Even a small monthly donation from an individual donor can add up to a significant source of fundraising donations. Additionally, monthly donors may feel more connected and loyal to the organization. Monthly donors contributing a small amount could become the major donors of tomorrow.
#4 Break Through the Election Noise
In June 2019 when the race for the Democratic nomination officially kicked off, 2020 candidates sent over 880 emails in six weeks. Considering the barrage of news coverage and amplified social media, it is easy to understand why the average voter can feel bogged down during an election year. When creating a fundraising communication strategy for 2020, factor in the burst of communications your donors may be receiving from political candidates, especially between September and November. Leading up to an election, it is important to ensure your communications are breaking through the campaign noise by utilizing compelling messaging, especially stories of impact that affirm the need for and urgency of your work. Try also to incorporate the use of video in emails and social media posts. According to numerous studies and test performed on Facebook advertising, video engagement compared to images saw 2x the increase in clicks, 20-30% increase in conversations, and a 2-3x higher click-through rate.
Certain organizations also need to position themselves to capitalize on the post-election momentum. Directly after the 2016 election, donations to civil rights, social action, and advocacy nonprofit organizations increased by 80%—larger than #GivingTuesday. While in an election season, nonprofit organizations need to be strategic in the timing of their communications to avoid becoming a part of the election white noise. If your organization could be significantly impacted by the outcome of the election, from potential policy changes to an increase need for your services, create a communication plan that can be employed to harness the energy directly after an election to motivate donors.
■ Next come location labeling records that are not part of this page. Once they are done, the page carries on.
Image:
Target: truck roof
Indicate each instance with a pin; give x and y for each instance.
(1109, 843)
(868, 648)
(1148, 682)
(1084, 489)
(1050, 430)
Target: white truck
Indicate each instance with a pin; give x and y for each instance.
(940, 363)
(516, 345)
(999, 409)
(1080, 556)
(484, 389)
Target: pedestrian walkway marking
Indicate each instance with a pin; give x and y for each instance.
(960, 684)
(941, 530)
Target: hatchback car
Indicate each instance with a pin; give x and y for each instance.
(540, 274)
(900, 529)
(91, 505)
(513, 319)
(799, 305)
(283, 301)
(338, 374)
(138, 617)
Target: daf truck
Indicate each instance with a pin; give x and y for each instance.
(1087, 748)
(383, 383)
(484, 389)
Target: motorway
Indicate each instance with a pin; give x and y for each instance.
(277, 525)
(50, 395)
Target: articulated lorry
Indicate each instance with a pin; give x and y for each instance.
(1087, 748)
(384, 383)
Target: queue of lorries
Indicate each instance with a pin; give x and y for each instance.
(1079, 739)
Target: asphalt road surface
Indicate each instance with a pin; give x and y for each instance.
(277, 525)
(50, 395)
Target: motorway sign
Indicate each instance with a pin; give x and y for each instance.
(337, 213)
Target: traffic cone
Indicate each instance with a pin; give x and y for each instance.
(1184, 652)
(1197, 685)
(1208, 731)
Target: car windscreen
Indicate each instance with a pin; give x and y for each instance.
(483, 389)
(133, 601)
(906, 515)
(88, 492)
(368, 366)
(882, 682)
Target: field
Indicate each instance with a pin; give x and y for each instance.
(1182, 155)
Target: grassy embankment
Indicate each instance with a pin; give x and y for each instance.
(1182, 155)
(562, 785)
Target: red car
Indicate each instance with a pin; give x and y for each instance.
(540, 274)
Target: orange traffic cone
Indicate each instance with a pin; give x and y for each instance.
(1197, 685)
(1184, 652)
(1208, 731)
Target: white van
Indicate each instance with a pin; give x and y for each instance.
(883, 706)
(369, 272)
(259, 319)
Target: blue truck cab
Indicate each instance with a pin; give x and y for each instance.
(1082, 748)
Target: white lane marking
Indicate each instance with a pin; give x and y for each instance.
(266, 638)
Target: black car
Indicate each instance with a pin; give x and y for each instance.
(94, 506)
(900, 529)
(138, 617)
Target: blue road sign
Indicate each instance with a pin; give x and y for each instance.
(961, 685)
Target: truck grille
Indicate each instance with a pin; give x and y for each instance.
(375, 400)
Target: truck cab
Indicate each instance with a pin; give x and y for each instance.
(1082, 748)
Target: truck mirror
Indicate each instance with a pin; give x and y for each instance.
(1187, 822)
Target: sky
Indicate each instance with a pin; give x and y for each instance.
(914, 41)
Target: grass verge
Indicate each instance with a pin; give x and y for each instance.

Overall, election year fundraising presents opportunities and considerations fundraisers must plan for when creating their strategy for the year. As political fundraising continues to expand, nonprofit fundraisers stand to learn from political campaigns and will need to confront how politically motivated donations will impact the nonprofit sector. After observing the 2020 results so far, there is no doubt we are amid a heated political contest. Nonprofit fundraisers do not operate in a vacuum (as we have seen from the COVID-19 pandemic and ongoing economic troubles) and when planning for the remainder of the year, CEOs, board members, and senior development leaders need to consider the influences our political climate will have on philanthropy.